Roberto Benigni realizzò nel 1997 un film che si intitola proprio così: La vita è bella. Fu un grande successo mondiale e vinse l'Oscar. Si tratta di un film di fronte al quale è impossibile non provare forti emozioni. Che però conduca alla conclusione che la vita sia veramente bella è quantomeno un possibile oggetto di discussione. Inquadrandolo nel proprio vissuto e nella propria visione generale delle cose, qualcuno dirà di sì, qualcuno dirà di no. È facile comunque immaginare che se Sofocle, Giacomo Leopardi, Chateaubriand, Walt Whitman, Alberto Moravia o Daniel Pennac avessero avuto modo di vederlo, avrebbero decisamente optato per il "no", e lo fecero anche senza averlo visto: 

 

Sofocle, tuttavia, non la pensava così: “Non essere nati è la sorte migliore di tutte, ma se si nasce, il meglio è tornare là donde si è venuti al più presto.” (Sofocle, Edipo a Colono). 

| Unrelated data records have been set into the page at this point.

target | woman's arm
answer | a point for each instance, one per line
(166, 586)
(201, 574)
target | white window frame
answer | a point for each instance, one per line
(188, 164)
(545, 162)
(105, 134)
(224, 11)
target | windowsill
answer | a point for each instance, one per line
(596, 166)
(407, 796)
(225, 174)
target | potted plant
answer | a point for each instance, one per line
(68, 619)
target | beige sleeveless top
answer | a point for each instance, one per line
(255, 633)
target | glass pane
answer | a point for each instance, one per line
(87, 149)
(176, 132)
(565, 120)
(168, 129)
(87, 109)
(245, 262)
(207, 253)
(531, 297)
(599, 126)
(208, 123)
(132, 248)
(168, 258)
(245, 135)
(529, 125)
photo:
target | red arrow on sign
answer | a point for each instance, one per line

Nemmeno Leopardi, il quale osservò: “Due verità che gli uomini generalmente non crederanno mai: l'una di non saper nulla, l'altra di non esser nulla. Aggiungi la terza, che ha molta dipendenza dalla seconda: di non aver nulla a sperare dopo la morte.” (Giacomo Leopardi, Zibaldone) E altrove aggiunse: "A chi piace o a chi giova cotesta vita infelicissima dell’universo, conservata con danno e con morte di tutte le cose che lo compongono?" (Giacomo Leopardi, "Storia del genere umano", Operette Morali). 

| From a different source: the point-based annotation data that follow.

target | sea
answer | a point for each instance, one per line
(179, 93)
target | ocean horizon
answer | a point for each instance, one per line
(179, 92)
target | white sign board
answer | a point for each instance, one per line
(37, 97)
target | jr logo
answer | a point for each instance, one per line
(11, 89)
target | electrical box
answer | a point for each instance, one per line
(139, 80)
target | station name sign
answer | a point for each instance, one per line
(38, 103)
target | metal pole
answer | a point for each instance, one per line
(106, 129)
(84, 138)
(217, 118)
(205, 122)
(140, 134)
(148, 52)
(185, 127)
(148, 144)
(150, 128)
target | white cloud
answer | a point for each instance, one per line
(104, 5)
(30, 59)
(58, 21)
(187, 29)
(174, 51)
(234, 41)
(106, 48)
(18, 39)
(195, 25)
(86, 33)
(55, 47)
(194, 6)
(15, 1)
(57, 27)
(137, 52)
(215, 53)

Non è difficile trovare citazioni che vanno in questo senso. Eccone alcune:

Après le malheur de naître, je n’en connais pas de plus grand 
que celui de donner le jour à un homme. (Chateaubriand, Mémoires d'outre-tombe)

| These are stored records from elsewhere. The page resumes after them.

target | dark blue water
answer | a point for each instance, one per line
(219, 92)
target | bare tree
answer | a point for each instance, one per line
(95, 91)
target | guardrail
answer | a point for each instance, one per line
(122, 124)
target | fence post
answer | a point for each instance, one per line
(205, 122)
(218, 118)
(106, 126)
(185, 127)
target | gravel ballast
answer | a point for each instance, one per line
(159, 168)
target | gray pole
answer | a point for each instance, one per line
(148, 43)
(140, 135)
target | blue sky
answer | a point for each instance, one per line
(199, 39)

Has any one supposed it lucky to be born? I hasten to inform him or her it is just as lucky to die, and I know it. (Walt Whitman, Song of Myself, 120)
 


“La vita non ha niente di sublime, se non questo: che la si può gettare via con un gesto sublime.” (Moravia, 1943, p. 177).

“Ai-je le droit d’enclencher un destin? Ne sais-je point que mettre une vie en marche c’est lancer la mort à ses trousses ?” (Daniel Pennac, Monsieur Malaussène au Théâtre, 1996, p. 29).